We pray for a totally successful operation and recovery for Rob, and strength and courage for you, Lee-ann.
I`ll go with you to slap that doctor silly! I know that doctors sometimes have to distance themselves but geez, there is such a thing as being completely cold about it!!! One can`t even imagine how Rob felt and although he should have shared it all with you, no doubt his heart was in the right place and he just didn`t want to worry you even more. At least his specialist had more uplifting news!! You two will get through this, I just know you will and we are all here to walk beside you on this journey. xoxo
LeeAnn, that is awful. Puss In Boots is right - that woman should be struck off the register. NO doctor should ever speak to a patient like that. Ken was asking after you both yesterday, but I don't want to tell him just now what you have written here. He is seeing his cardiologist today and is as nervous as the proverbial cat on a hot tin roof. Take care, you two - we'll make some time to come and visit very soon, okay?

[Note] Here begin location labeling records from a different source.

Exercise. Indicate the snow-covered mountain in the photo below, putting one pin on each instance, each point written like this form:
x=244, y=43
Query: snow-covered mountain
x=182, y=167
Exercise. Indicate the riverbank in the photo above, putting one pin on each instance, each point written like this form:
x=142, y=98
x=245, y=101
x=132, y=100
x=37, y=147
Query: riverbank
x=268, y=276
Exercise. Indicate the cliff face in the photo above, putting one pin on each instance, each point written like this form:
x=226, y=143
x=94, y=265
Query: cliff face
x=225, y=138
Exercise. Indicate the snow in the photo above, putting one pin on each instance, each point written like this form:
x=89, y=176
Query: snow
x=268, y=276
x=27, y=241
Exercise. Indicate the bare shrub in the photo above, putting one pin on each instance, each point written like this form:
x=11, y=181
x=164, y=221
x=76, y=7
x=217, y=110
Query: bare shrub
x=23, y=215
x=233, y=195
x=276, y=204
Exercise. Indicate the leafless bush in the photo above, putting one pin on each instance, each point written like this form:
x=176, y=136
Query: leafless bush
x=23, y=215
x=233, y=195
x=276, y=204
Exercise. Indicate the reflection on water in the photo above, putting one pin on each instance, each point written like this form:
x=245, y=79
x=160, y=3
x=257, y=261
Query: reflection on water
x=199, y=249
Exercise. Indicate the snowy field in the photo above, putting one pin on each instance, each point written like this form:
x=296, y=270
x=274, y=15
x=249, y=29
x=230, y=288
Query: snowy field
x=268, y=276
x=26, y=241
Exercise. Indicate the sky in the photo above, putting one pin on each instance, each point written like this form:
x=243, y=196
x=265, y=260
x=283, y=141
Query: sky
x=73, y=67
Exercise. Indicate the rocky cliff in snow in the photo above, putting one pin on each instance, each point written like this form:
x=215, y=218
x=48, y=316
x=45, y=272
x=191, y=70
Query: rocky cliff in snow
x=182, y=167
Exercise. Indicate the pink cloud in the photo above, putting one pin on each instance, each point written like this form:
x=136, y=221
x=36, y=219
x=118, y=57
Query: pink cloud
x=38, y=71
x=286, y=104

Oh my dear friend, I know what you are going through - your husband is oh so very strong to make it through the ordeal on his own. He may have been protecting you his dear wife. But anyway, I will be hoping for healing and success for him. My heart is with you, big hug.
Oh gosh, Lee-Ann, I hope things are sorted out soon. But I'm finding out that men are like that - secretive about things that might make them appear to be less macho or manly to their wives. When in truth, a problem shared is a problem halved. It's so important to share those fears so that you can go forward together as a strong force to meet whatever you have to face. Let us know what happens in the days/weeks/months to come. :D Hugs to you both.
Lee-Ann,
Please accept my prayers and best thoughts for a perfect outcome for all concerned.
Let me just share a simple wisdom my Dad taught me, after caring for my invalid mother for three decades (at home). "Remember Tracey,doctors are not God. Most of the time they are making educated guesses...and that is why they call it "practicing" medicine." It seems your local doctor needs more practice as well as few lessons in human decency and compassion.
God bless you and your other.
Good thoughts from one of another set of "just the two of us-es".